La commission de l'économie du Conseil des Etats a soumis au Conseil fédéral de nouvelles propositions sur la flexibilisation du temps de travail des cadres.

L'initiative parlementaire de Konrad Graber (PDC/LU) continue de faire l'objet de retouches à Berne.
L'initiative parlementaire de Konrad Graber (PDC/LU) continue de faire l'objet de retouches à Berne.
Keystone

Le Conseil des Etats ne se penchera pas sur la flexibilisation du temps de travail des cadres et des spécialistes avant la prochaine législature. Invitée par le Conseil fédéral à suspendre son projet, la commission de l'économie de la Chambre des cantons a tout de même décidé de lui soumettre sans attendre de nouvelles propositions.

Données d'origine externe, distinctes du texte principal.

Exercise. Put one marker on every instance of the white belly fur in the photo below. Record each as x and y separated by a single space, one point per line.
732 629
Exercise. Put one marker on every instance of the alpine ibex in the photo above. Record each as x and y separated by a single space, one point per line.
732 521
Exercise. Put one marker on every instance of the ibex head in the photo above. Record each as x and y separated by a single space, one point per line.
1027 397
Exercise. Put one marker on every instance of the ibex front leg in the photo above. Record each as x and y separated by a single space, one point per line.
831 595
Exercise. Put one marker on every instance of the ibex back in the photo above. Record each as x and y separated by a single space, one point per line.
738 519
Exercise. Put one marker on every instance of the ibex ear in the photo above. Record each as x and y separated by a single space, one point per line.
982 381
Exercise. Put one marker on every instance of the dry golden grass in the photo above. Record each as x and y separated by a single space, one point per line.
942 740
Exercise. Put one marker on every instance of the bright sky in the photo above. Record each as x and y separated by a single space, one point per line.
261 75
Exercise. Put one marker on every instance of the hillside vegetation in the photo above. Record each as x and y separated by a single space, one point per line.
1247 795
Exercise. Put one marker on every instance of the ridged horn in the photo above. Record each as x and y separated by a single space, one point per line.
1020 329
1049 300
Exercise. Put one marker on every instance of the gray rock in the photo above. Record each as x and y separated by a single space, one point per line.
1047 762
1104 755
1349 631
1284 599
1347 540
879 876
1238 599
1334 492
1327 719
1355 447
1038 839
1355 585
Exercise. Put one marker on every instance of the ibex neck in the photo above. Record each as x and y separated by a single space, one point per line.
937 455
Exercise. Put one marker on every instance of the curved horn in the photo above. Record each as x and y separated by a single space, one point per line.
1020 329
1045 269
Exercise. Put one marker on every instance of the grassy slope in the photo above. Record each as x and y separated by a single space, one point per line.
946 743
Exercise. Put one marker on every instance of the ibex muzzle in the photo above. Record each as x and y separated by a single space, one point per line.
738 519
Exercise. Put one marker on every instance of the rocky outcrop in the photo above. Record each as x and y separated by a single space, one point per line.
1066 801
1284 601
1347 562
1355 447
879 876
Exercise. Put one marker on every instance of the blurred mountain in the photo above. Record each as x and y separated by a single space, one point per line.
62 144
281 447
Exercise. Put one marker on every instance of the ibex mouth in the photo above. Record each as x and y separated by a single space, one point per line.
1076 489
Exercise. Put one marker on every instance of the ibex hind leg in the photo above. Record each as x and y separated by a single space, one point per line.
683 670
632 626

Elle a corrigé la révision de loi élaborée sur la base d'une initiative parlementaire de Konrad Graber (PDC/LU), ont annoncé vendredi les services du Parlement. La commission veut introduire un horaire annualisé de travail pour les cadres et les spécialistes.

Elle a décidé de limiter le champ d'application du nouveau modèle aux personnes qui disposent d’un revenu supérieur à 120'000 francs ou sont titulaires d’un diplôme sanctionnant une formation supérieure. Les concernés ou les représentants des travailleurs de l’entreprise concernée devront avoir donné leur approbation.

La durée effective de travail dans une semaine ne devra pas dépasser 67 heures et la durée du travail annuel devra être répartie au moins sur 40 semaines. La protection de la santé des employés soumis à ce modèle sera du ressort de l’employeur et la disposition concernée sera contraignante et non plus potestative.

Les employés qui choisissent de travailler le dimanche selon leur propre et libre appréciation devront le faire en dehors de l’entreprise. Les règles applicables au nouveau modèle spécial d’horaire annualisé ne s’appliqueront pas à d’autres modèles d’horaires annualisés existants.

Compensation salariale

Le projet adopté en février prévoit en outre que les heures supplémentaires dépassant le nombre de 170 par an devront être compensées par un supplément de salaire de 25% ou, si le contrat le prévoit, par un congé l'année suivante. D'autres assouplissements y figurent.

La commission publiera son projet corrigé avec un rapport complémentaire et soumettra le tout au Conseil fédéral. Elle poursuivra l'examen à sa séance d'octobre. A ce moment-là, elle devrait disposer de l'évaluation de l'actuelle ordonnance qui permet de renoncer à la saisie du temps de travail en cas de CCT et pour les revenus bruts dépassant 120'000 francs par an.

En attendant cette étude, le Conseil fédéral avait renoncé à faire des propositions concrètes sur le projet de la commission. Il l'avait invité à suspendre son texte et pour le traiter en même temps qu'une initiative de l'ex-conseillère aux Etats Karin Keller-Sutter (PLR/SG).

La gauche et les syndicats sont très remontés depuis le début face à cette libéralisation. Douze cantons, dont Genève, Neuchâtel, Vaud et le Valais, s'y opposent également. La commission auditionnera encore les partenaires sociaux au sujet de la réforme.